An Israeli military official to Kan radio said the army had been careful to avoid damage to bystanders by only targeting the room where they knew al-Ata and his wife were sleeping. The official described the operation as a one-off and not a return to Israel’s policy of targeted killings.

The targeted killing of a Palestinian leader in Gaza is a rare event.

In May, during the most serious flareup in recent years, when Palestinian terrorists fired more than 700 rockets into Israel, the IAF killed Hamed Hamdan al-Khodari, who it said was a Hamas field commander responsible for funneling money from Iran to Gaza terror groups.

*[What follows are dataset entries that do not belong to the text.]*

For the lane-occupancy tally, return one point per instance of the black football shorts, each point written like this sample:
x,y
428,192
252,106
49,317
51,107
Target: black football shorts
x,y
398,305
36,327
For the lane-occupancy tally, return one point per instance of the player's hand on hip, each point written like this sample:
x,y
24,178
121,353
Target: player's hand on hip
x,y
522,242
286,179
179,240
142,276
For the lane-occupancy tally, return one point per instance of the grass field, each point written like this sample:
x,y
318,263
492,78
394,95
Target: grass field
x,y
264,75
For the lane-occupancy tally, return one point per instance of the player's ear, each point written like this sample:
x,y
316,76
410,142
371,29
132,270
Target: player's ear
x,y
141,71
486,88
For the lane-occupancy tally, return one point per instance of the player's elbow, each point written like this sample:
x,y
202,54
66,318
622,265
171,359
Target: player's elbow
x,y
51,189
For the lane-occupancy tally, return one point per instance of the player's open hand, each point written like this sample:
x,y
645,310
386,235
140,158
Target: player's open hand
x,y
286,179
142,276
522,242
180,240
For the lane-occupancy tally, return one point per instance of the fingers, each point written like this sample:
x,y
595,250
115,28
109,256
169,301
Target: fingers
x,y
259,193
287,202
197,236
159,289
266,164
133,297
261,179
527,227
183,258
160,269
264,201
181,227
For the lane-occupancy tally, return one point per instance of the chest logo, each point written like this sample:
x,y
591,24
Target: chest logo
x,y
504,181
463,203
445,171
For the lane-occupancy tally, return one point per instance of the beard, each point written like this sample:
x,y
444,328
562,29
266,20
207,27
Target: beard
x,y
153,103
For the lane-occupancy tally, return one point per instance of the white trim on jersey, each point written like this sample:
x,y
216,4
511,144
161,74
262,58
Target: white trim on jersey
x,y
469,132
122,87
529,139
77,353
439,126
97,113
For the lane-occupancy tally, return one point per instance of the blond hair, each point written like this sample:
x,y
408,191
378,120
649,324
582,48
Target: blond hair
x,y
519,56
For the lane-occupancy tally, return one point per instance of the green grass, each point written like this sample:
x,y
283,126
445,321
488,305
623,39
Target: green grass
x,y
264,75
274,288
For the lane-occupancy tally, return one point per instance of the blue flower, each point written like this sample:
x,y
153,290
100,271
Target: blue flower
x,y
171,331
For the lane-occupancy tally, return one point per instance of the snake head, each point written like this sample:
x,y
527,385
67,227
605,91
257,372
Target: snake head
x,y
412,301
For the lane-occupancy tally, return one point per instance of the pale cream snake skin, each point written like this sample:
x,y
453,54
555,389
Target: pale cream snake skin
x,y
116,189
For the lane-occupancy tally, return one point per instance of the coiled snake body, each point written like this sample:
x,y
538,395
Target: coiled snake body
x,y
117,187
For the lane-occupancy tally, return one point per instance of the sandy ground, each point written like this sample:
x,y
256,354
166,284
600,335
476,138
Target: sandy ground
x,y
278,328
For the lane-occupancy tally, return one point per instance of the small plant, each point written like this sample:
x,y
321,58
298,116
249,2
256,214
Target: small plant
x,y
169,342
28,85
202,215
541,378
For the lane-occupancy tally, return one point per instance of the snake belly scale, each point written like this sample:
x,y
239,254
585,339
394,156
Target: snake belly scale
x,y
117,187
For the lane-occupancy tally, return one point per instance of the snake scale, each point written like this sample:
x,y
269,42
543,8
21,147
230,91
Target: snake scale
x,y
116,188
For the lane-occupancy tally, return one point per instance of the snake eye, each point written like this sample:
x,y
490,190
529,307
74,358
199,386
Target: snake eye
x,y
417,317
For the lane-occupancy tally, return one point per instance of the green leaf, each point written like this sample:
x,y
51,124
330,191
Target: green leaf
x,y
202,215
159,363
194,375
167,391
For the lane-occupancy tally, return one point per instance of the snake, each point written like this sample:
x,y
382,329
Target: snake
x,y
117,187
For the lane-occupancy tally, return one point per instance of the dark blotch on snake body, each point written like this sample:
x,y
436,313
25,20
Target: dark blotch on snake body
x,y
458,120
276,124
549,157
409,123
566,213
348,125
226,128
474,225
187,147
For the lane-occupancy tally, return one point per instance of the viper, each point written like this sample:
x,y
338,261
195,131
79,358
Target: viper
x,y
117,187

But Israel has largely forgone in recent years its once-regular practice of so-called targeted killings — assassinating terrorist leaders with pinpoint strikes. In 2012, the killing of Hamas military leader Ahmed Jabari set off a week of intense fighting.

Israel and Gaza have engaged in several sporadic rounds of violence over the last two years as the sides attempted to reach a long-term ceasefire. On Saturday, an Israeli official said talks for the return of Israelis held captive in Gaza and the remains of soldiers, which have been linked to the ceasefire negotiations, had stalled.

Islamic Jihad is closely allied with Iran. Shortly after the attack, Syria reported airstrikes in the Mezzeh area of Damascus, in what could be a related attack.

There was no immediate word confirmation from Israel on military activity in Syria.

Agencies contributed to this report.